Ela continua me olhando, na espera de que eu fale mais. Eu não gosto de compartilhar meus problemas, todo mundo já tem sua própria cruz pra carregar, e falar sobre a minha só vai deixar a do próximo mais pesada. Mas o olhar dela... É como se me reconfortasse, trouxesse paz. Talvez não seja tão ruim compartilhar isso com ela.

- É como se fosse uma bola de neve, vai aumentando a cada dia, e ta me engolindo. - Meus olhos começaram a encher de lágrimas, e minha voz começou a embargar - Faz uns anos que eu fui diagnosticada com depressão, e eu pensei que tinha melhorado, mas de uns tempos pra cá parece que piorou sabe? Sempre consegui disfarçar isso, mas ultimamente não tá dando.
- Oh meu bem - Ela tira a mão da minha perna e coloca no meu ombro - Eu também já tive depressão, mas eu aprendi a subir em cima da bola de neve, não deixar ela me engolir.
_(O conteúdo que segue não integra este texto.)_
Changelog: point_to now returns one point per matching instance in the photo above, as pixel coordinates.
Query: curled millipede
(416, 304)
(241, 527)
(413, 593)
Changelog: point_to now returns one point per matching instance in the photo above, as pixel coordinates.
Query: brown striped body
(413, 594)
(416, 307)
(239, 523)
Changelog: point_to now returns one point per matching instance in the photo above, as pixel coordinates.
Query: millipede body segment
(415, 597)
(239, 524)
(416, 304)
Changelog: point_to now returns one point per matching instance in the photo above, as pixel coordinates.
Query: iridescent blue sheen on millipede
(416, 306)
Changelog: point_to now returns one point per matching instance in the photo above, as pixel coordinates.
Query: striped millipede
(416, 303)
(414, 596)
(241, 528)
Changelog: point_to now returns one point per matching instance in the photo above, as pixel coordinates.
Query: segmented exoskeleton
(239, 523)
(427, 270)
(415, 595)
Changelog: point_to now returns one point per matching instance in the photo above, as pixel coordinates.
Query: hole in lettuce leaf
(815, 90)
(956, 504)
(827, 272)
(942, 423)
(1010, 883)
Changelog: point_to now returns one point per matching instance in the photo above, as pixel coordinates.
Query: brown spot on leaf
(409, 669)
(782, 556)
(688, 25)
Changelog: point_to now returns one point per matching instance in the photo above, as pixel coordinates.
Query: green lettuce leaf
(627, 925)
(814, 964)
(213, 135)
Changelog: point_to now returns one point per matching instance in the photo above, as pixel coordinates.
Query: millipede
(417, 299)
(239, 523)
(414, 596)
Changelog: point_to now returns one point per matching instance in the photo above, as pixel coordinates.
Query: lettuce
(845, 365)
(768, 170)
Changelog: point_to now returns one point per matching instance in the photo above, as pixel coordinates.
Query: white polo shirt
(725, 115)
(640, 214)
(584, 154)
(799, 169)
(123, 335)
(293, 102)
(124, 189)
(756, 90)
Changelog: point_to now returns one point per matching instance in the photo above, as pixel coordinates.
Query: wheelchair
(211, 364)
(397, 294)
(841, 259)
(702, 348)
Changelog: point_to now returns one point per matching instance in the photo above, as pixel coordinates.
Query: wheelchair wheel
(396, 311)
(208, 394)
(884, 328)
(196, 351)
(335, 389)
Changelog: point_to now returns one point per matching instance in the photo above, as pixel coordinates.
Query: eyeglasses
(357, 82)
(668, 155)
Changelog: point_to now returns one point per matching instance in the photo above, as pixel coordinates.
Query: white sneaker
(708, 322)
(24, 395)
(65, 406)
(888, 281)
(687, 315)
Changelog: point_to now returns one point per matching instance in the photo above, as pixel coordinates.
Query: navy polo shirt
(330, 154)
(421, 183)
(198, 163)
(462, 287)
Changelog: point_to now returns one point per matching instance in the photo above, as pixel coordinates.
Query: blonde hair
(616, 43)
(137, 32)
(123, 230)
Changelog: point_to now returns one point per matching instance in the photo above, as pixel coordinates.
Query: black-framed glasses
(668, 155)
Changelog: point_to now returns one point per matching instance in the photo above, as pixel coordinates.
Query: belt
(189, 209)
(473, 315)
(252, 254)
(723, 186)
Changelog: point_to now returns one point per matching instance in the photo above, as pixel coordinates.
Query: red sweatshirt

Sei que falar que vai ficar tudo bem não vai te ajudar, mas sempre que você precisar, é só você procurar aqui.

Ela sorri novamente pra mim, e eu sinto uma descarga elétrica em todo o meu corpo. Essa mulher é mágica, faz tudo ao meu redor desaparecer, e me passa uma energia tão boa... Ela me puxa e me entrelaça nos braços, no abraço mais reconfortante da minha vida. E foi ali que eu desabei. Com ela me abraçando fortemente, e eu com a cabeça no pescoço dela, comecei a chorar.